Ce phénomène de projection est, bien sûr, à l’œuvre face à une machine de Jean Tinguely. L'imagination du spectateur prête des images à des formes, prête des attitudes gestuelles à des déplacements ou à des mouvements, prête une intonation à une sonorité.

La contradiction, ici, est celle des valeurs traditionnelles, celle-ci apparaît dans la provocation inhérente au fait que Tinguely travaille ouvertement en collaboration avec le hasard, alors que cela est, encore dans le contexte dans lequel il œuvre, taxé d'insignifiance. Le présupposé étant « qu'un artiste n'a pas le droit de laisser le hasard prendre sa place, parce qu'il n'est pas d'art possible sans une intention humaine, sans un père qui s'en porte garant, même s'il (surtout s'il) se dit inspiré par des forces qui le dépassent. ».3

Tinguely n'a pas inventé la collaboration entre l'artiste et le hasard. Au début du XXe siècle, Marcel Duchamp (Trois stoppages-étalon, de 1913) et Hans Arp (Selon les lois du hasard, 1916) inaugurent la revendication, pleinement assumée, de l’œuvre aléatoire en lui accordant une place de choix dans le processus de création. Mais loin d'être habituel, l'usage de ce dernier ne se généralise qu'après la seconde guerre mondiale. S'éloignant de l'accident impromptu, Marcel Duchamp établit un protocole précis et scientifique :

« Un fil de un mètre tendu à un mètre de hauteur, est lâché au-dessus d'un plan horizontal. L'opération est accomplie trois fois à chaque fois, les fils sont collés exactement tels qu'ils ont touché le support, sans que leurs méandres soient modifiés. Le tout est soigneusement conservé dans un coffret comme de nouveaux étalons de mesure qui, s'ils pervertissent la rectitude traditionnellement de mise, n'en restent pas moins de fidèles unités du mètre. »4.

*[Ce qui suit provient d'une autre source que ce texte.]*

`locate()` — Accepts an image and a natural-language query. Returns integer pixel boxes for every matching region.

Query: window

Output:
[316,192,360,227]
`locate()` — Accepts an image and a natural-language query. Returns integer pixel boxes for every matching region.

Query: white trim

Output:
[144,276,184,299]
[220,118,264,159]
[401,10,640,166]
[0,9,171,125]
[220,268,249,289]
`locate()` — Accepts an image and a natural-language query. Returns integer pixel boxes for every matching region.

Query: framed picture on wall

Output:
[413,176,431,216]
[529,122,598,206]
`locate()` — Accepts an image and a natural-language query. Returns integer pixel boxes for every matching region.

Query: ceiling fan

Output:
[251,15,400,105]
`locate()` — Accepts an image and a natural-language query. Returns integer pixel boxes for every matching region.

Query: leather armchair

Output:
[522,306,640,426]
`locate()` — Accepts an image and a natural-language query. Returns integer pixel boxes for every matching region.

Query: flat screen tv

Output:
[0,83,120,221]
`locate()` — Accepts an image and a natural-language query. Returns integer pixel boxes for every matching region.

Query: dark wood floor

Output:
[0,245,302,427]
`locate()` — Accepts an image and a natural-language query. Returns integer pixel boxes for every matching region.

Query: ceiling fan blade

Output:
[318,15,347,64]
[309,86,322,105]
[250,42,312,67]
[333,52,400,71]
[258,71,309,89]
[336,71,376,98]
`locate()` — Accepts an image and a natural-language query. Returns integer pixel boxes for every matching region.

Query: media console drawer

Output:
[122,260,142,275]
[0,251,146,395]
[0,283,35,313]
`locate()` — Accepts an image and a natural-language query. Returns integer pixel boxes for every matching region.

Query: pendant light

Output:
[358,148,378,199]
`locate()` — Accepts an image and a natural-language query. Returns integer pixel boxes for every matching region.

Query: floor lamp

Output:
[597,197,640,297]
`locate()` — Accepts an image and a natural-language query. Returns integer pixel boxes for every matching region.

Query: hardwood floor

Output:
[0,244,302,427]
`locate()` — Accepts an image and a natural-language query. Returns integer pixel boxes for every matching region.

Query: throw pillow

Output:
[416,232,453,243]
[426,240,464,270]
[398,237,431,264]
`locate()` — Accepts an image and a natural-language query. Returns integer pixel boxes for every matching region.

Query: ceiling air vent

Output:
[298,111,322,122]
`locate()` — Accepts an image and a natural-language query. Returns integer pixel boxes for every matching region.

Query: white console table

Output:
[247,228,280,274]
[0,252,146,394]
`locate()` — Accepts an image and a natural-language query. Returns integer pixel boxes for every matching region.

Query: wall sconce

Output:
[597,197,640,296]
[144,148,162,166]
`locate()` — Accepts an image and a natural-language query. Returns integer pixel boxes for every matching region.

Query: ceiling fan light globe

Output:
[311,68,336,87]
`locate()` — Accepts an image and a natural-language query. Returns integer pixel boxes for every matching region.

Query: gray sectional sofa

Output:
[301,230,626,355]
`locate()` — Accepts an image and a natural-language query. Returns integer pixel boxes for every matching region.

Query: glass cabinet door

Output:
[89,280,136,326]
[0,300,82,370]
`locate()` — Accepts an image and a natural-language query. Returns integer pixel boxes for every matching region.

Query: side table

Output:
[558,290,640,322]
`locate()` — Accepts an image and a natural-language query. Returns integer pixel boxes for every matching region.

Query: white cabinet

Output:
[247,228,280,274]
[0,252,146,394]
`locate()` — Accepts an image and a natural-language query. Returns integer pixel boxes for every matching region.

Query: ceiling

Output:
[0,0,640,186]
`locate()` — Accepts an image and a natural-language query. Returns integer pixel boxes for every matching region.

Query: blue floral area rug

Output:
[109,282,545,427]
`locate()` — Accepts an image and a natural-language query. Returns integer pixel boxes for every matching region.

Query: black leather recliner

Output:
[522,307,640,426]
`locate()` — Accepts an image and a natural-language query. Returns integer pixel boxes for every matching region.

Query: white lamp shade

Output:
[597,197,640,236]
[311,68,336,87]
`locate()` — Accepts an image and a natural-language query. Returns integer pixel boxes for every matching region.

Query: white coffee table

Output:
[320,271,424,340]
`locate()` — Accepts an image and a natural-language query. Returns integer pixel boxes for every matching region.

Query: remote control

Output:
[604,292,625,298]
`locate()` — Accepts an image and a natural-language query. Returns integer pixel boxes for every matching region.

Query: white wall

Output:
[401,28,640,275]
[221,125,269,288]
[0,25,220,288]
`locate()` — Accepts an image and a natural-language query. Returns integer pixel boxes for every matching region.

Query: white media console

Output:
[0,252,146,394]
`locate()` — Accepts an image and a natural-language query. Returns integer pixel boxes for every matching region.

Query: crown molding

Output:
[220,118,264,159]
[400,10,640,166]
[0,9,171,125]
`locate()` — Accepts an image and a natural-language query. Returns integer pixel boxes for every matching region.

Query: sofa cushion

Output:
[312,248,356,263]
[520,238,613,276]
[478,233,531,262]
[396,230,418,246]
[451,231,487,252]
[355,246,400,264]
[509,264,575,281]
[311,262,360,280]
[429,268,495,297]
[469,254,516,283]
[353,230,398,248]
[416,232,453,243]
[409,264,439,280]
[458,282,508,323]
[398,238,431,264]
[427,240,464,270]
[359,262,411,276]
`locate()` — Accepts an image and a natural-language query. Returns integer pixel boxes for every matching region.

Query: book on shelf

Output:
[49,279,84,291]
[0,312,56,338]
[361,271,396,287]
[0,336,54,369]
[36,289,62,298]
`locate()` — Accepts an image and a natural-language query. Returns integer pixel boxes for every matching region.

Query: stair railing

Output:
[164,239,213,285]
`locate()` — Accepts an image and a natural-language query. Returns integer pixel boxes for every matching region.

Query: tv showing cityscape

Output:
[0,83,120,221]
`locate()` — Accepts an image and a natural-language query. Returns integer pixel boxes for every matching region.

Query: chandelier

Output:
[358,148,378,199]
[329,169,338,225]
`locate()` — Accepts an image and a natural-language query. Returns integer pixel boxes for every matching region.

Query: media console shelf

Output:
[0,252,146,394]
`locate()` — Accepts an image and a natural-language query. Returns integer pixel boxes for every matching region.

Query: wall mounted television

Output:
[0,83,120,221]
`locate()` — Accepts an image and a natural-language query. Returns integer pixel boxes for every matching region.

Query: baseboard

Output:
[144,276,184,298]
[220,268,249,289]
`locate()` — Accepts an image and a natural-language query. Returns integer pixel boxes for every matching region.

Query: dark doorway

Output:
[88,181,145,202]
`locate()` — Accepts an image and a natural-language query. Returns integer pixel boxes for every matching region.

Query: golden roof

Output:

La même année, Duchamp conçoit Erratum musical dont la partition est rédigée avec des notes tirées au sort dans un chapeau. Pour ses collages Selon les lois du hasard, Arp laisse tomber des morceaux de papier déchirés sur une feuille, puis les colle tels qu'ils se posent. Par la suite, le Surréalisme revendique l'emploi du hasard, principalement autour de la notion de hasard objectif d'une part et, d'autre part, celle d'automatisme, intimement liée à celle de l'inconscient. Même si le « hasard » peut revêtir des sens très différents les uns des autres (déterminations inconnues d'un effet, zones d'ombre concernant l'explication des événements, ce qui se soustrait à l'explication, à la prévision, au contrôle), le hasard (« azahr » en arabe, qui signifie « jeu de dés ») influe forcément, pour une part, sur la création et fait inévitablement partie de la vie. L'art ne peut pas échapper aux aléas. Plusieurs théoriciens ont travaillé sur les enjeux et conséquences liées au hasard dans l'art : Gombrich comme nous venons de le voir pour la projection, Henri Focillon pour l'irruption de l'inattendu (Éloge de la main, (1934)) ou encore Umberto Eco avec sa notion d'Oeuvre ouverte (1962) et la multiplicité des interprétations par exemple.

En effet, Henri Focillon, dès 1943, vantait les mérites de « l'irruption de l'inattendu »5 en s'appuyant sur l'histoire de Protogène. D'après lui, la forme incontrôlée doit être considérée comme un stimulant pour l'imagination. Elle n'est pas un échec, au contraire, celle-ci est l'occasion, pour l'artiste, de s'ouvrir aux évocations qu'elle entraîne. « À mesure que l'accident définit sa forme dans les hasards de la matière, à mesure que la main exploite ce désastre, l'esprit s'éveille à son tour. »6. Et en 1962, Umberto Eco se penche sur l'indétermination de la vision et la multitude d'interprétations possibles d'une même œuvre. L’imprécision d'une forme ne peut que suggérer ; ce qui caractérise « l’œuvre ouverte » est qu'elle recherche cette imprécision pour elle-même ; il affirme « Pour réaliser l’ambigüité comme valeur, les artistes contemporains ont souvent recours à l'informel, au désordre, au hasard, à l'indétermination des résultats »7.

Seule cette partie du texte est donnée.